On Sept. 13, project partners, local conservation groups and visitors from around the state and country gathered at the Taylor Park wetland restoration site at Trail Creek. The project is situated at the headwaters of the Gunnison River, which has been heavily influenced by years of drought across the region. Work to restore the riparian and wetland habitat is part of a long-term project to boost the health and quality of the community’s water resources above Taylor Reservoir. 

“It’s spongy and wet and it feels right. It feels like a wetland,” said Forest Service Hydrologist Ashley Hom, a local lead on the project. 

The restoration work began in the fall of 2021, fueled by partnerships between the National Forest Foundation, the U.S. Forest Service, American Rivers, High Country Conservation Advocates and community volunteers. The pilot project’s success has attracted the attention of the Forest Service’s Washington office, the Colorado Water Conservation Board and large corporate funders such as Coca-Cola. The funding will allow partners to continue the work in 2023. 

The team is not creating wetlands, but simply restoring what was historically present in the area when beavers roamed the landscape. The creation of beaver dam analogues attenuates runoff during the spring and slowly releases the flow over the summer and into the fall. The gradual release of water restores the historic flow regime — improving the landscape’s resistance to drought and wildfires. The hope is that the beavers, a keystone species, will return and continue the work themselves. 

“It’s a nature-based solution, it’s a natural-climate solution, and it’s relatively, when you look at the costs, a very effective use of funds when it comes to attenuating water and restoring wetlands,” said Joe Lavorini, southwest Colorado program manager with National Forest Foundation, a key partner in making the project possible. “There’s no bigger issue in the West right now than trying to increase water supply and keep water on the landscape.” 

The project uses low-tech process-based restoration techniques that focus on mimicking nature. Although Colorado Parks and Wildlife was the first agency to conduct this kind of project in the valley, Trail Creek became the “poster child” of an ideal location, Hom said. It sits almost entirely on federal lands and does not conflict with agriculture, infrastructure or water rights — all factors that can quickly complicate the logistics of a restoration project. 

Since 2021, the restoration team has improved 1 mile of Trail Creek through the installation of 150 beaver dam structures, with direction of EcoMetrics and Arable Earth, experts on process-based restoration. Hundreds of volunteers pitched in, rewetting approximately 30 acres of historic wetlands and planting more than 200 willows. After learning lessons and gaining momentum, it’s also the ideal location to bring people who are skeptical of these kinds of projects due their ability to change the way water flows, Hom said. 

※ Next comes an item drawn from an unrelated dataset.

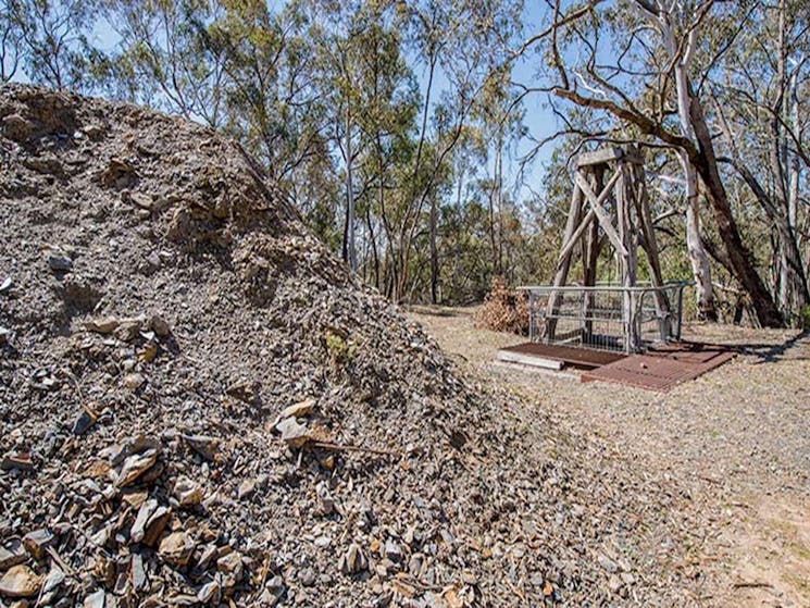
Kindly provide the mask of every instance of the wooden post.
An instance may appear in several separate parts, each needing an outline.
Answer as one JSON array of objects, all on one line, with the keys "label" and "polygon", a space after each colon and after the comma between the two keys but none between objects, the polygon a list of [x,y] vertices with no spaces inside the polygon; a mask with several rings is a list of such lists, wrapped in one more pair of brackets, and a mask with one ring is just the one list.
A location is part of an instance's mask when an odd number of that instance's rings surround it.
[{"label": "wooden post", "polygon": [[[565,222],[565,233],[562,236],[562,243],[566,244],[572,240],[574,233],[576,232],[577,225],[582,221],[582,201],[583,193],[574,186],[574,191],[571,195],[571,207],[569,208],[569,216]],[[554,280],[552,285],[554,287],[562,287],[565,285],[565,281],[569,276],[569,269],[571,268],[571,256],[574,251],[573,247],[570,247],[568,251],[563,249],[560,255],[560,259],[557,262],[557,272],[554,273]],[[560,299],[562,293],[551,291],[551,296],[548,299],[547,314],[546,314],[546,332],[544,338],[547,342],[554,339],[554,332],[557,331],[557,311],[560,307]]]},{"label": "wooden post", "polygon": [[[616,252],[621,285],[625,288],[620,306],[627,352],[635,352],[641,347],[638,313],[643,301],[634,290],[638,280],[639,245],[647,253],[652,285],[662,285],[643,163],[644,158],[635,146],[602,148],[577,158],[574,190],[552,283],[553,287],[565,285],[574,257],[578,255],[583,264],[583,283],[586,287],[594,287],[599,276],[600,251],[610,243]],[[609,170],[612,175],[606,183]],[[578,333],[583,344],[594,343],[595,298],[594,291],[586,289],[580,302],[582,321]],[[557,315],[563,299],[562,291],[551,290],[546,305],[543,335],[547,342],[554,339]],[[656,309],[661,319],[666,318],[669,302],[659,291],[656,291]],[[535,325],[535,330],[539,327]]]},{"label": "wooden post", "polygon": [[[606,166],[600,164],[594,167],[593,179],[594,190],[599,193],[601,198],[605,191],[605,169]],[[599,224],[591,222],[588,226],[587,234],[583,244],[583,284],[586,287],[594,287],[597,280],[597,263],[599,261],[599,250],[601,248],[601,239],[599,238]],[[583,344],[593,344],[594,337],[594,303],[595,294],[594,291],[585,291],[583,306],[583,317],[585,322],[583,323]]]}]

This work is spreading across the West as states look for new ways to mitigate the impacts of long-lasting drought conditions. Beavers, once considered a nuisance, are the superstars of the show. 

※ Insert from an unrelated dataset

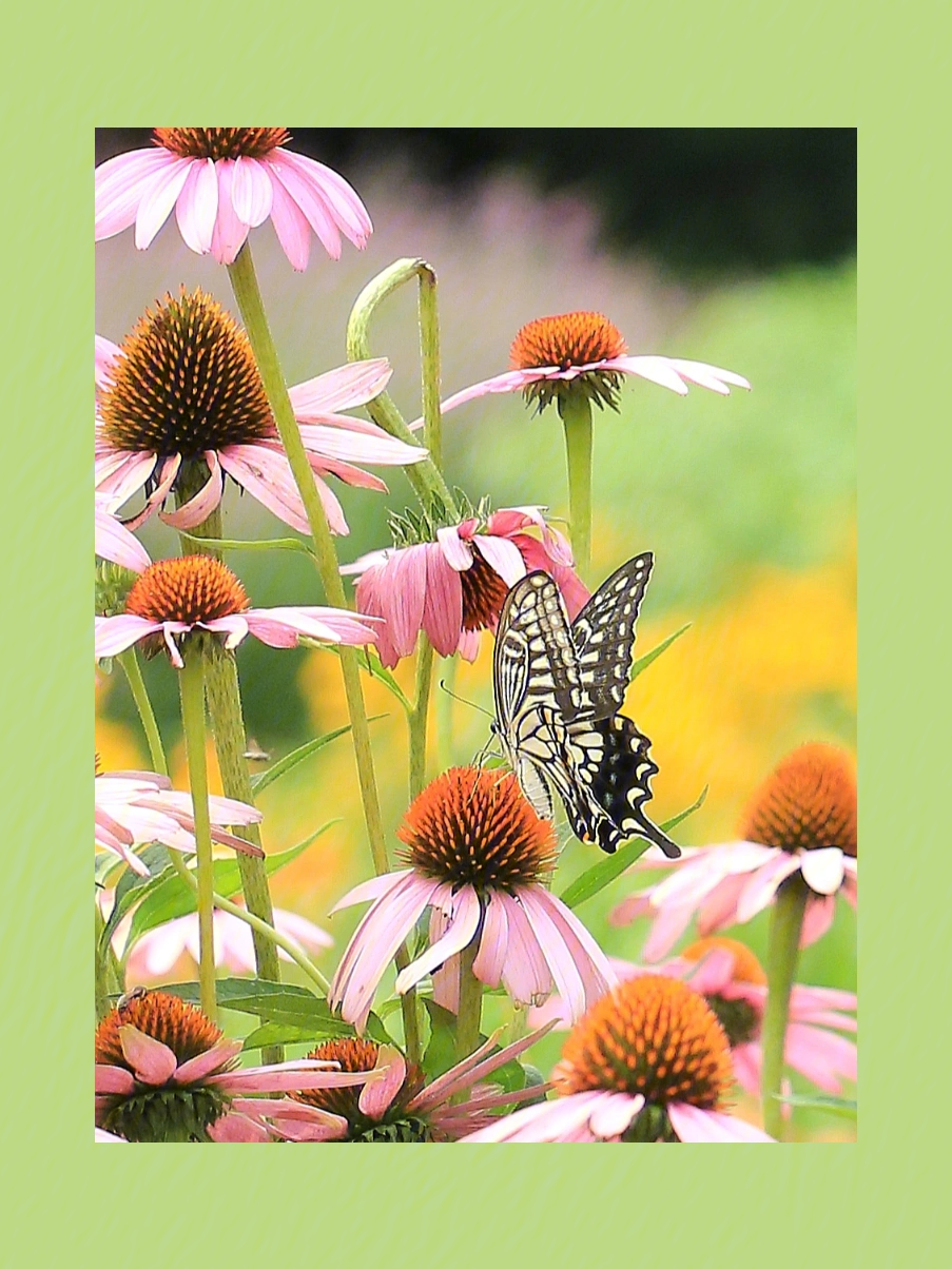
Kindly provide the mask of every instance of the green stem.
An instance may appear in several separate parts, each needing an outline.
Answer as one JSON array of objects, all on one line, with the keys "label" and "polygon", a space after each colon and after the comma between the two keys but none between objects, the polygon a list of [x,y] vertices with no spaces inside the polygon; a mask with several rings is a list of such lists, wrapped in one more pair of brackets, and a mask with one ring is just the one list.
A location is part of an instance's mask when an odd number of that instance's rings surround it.
[{"label": "green stem", "polygon": [[767,938],[767,1008],[760,1030],[763,1062],[760,1095],[764,1131],[777,1141],[783,1138],[782,1103],[783,1051],[790,1018],[790,992],[800,957],[800,933],[810,888],[802,877],[793,876],[777,891],[770,909]]},{"label": "green stem", "polygon": [[126,678],[132,692],[132,699],[136,702],[136,709],[138,709],[138,717],[142,722],[142,730],[146,733],[146,741],[149,744],[149,756],[152,763],[152,770],[157,772],[160,775],[168,775],[169,764],[165,760],[162,737],[159,732],[159,723],[155,721],[152,702],[149,699],[149,693],[146,692],[146,683],[142,678],[142,666],[138,664],[138,652],[136,651],[135,645],[126,648],[124,652],[119,652],[117,660],[126,673]]},{"label": "green stem", "polygon": [[[317,571],[324,582],[324,593],[329,604],[335,608],[347,608],[344,595],[344,582],[338,571],[334,542],[327,524],[327,516],[321,505],[320,494],[315,483],[311,464],[307,461],[307,452],[301,439],[297,419],[291,406],[288,390],[278,360],[278,352],[272,339],[268,317],[264,312],[261,292],[258,287],[251,251],[245,242],[234,264],[228,265],[228,277],[235,291],[241,319],[245,324],[251,350],[254,352],[258,371],[264,383],[274,423],[281,435],[282,445],[287,456],[291,471],[297,485],[301,501],[307,513],[307,523],[314,539],[314,549],[317,557]],[[377,777],[373,770],[373,754],[371,751],[371,732],[367,726],[367,709],[363,700],[363,687],[360,684],[360,671],[357,664],[357,654],[353,647],[340,646],[340,667],[344,676],[344,694],[347,697],[348,713],[350,716],[352,739],[354,742],[354,756],[357,759],[357,773],[360,784],[360,798],[363,813],[367,824],[367,836],[371,845],[374,872],[380,876],[388,871],[387,846],[383,839],[383,821],[380,810],[380,796],[377,793]]]},{"label": "green stem", "polygon": [[[170,850],[169,858],[171,859],[173,867],[179,877],[185,882],[185,884],[192,890],[198,890],[198,882],[192,876],[192,869],[185,865],[185,860],[179,855],[178,850]],[[293,942],[293,939],[286,938],[279,930],[275,930],[273,925],[267,921],[261,921],[254,912],[249,912],[245,907],[239,907],[237,904],[232,904],[231,900],[225,898],[217,891],[212,891],[212,902],[216,907],[220,907],[222,912],[230,912],[232,916],[237,916],[240,921],[245,925],[250,925],[253,931],[261,935],[274,947],[283,948],[287,954],[294,961],[296,964],[301,966],[305,973],[321,989],[326,996],[330,991],[330,983],[324,977],[317,966],[311,961],[311,958]],[[263,1019],[265,1022],[267,1019]]]},{"label": "green stem", "polygon": [[592,569],[592,402],[572,393],[561,404],[569,463],[569,523],[575,566],[583,581]]},{"label": "green stem", "polygon": [[482,1013],[482,983],[472,972],[480,940],[473,939],[459,953],[459,1013],[456,1018],[456,1058],[465,1057],[480,1047],[480,1015]]},{"label": "green stem", "polygon": [[212,825],[208,815],[208,772],[204,760],[204,671],[199,648],[185,648],[185,665],[179,671],[179,690],[198,859],[198,995],[202,1009],[212,1022],[216,1022],[218,1001],[215,992],[212,937]]},{"label": "green stem", "polygon": [[[198,464],[193,470],[183,472],[183,480],[176,492],[179,505],[187,503],[189,497],[198,492],[207,478],[207,471]],[[221,505],[192,529],[195,538],[221,538]],[[182,538],[183,555],[209,555],[221,560],[221,551],[215,547],[199,546]],[[230,652],[221,650],[209,656],[206,662],[206,695],[208,699],[208,717],[212,723],[215,736],[215,750],[218,755],[218,770],[221,773],[225,796],[254,806],[254,791],[245,761],[245,718],[241,709],[241,688],[237,676],[237,665]],[[250,841],[255,846],[261,845],[261,834],[256,824],[244,825],[237,829],[237,835]],[[274,926],[274,910],[272,906],[270,886],[268,883],[268,871],[264,860],[253,855],[237,855],[239,873],[241,874],[241,891],[245,896],[245,905],[251,915],[256,916],[264,925]],[[281,982],[281,962],[274,943],[265,938],[260,930],[253,928],[251,942],[255,952],[255,970],[259,978],[269,982]],[[261,1019],[264,1023],[267,1019]],[[279,1044],[261,1049],[261,1061],[265,1063],[281,1062],[284,1051]]]},{"label": "green stem", "polygon": [[[429,449],[429,458],[406,467],[406,476],[413,485],[420,506],[429,515],[434,503],[442,504],[447,515],[459,519],[459,511],[453,495],[440,472],[442,438],[439,412],[439,324],[437,321],[437,274],[420,259],[396,260],[367,283],[350,310],[347,324],[347,358],[349,362],[367,360],[371,354],[371,317],[387,296],[414,278],[420,280],[419,319],[420,319],[420,363],[423,374],[423,443]],[[387,392],[381,392],[368,401],[367,412],[373,421],[388,431],[391,437],[407,445],[419,445],[420,438],[410,431],[402,415],[393,405]]]},{"label": "green stem", "polygon": [[433,687],[433,645],[420,634],[416,645],[416,695],[407,717],[410,727],[410,801],[423,793],[426,784],[426,718]]}]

“Everybody is talking beavers right now, it is the buzz across our country,” Hom said. 

Coca-Cola, a longstanding partner with the Forest Service, The Coca-Cola Foundation and Swire Coca-Cola — which makes and distributes coke products across 13 western states — collectively gave over $200,000 toward the project for work in 2022 and 2023. 

According to Jon Radtke, Coca-Cola North America’s water sustainability program director, one of the company’s goals is to return the same amount of water to nature and the community that it uses in its beverages — focusing on some of the most stressed watersheds that it operates in, including the Colorado River Basin. 

“We want to see this work expand,” Radtke said. “I would like to see what we can do to replicate this and other watersheds nearby and maybe all across the basin.” 

Public buy-in will be instrumental in expanding the use of low-tech restoration techniques like beaver dam analogues across the county, Hom said. But for now, the team will stay focused on restoring Taylor Park, while educating the community about the benefits of “rewetting the sponge.” 

“I think the impacts could be substantial in the way of drought resiliency … I believe we can get there if we can do these projects at a broader scale. Right now, we’re just kind of going slow to go fast,” Hom said.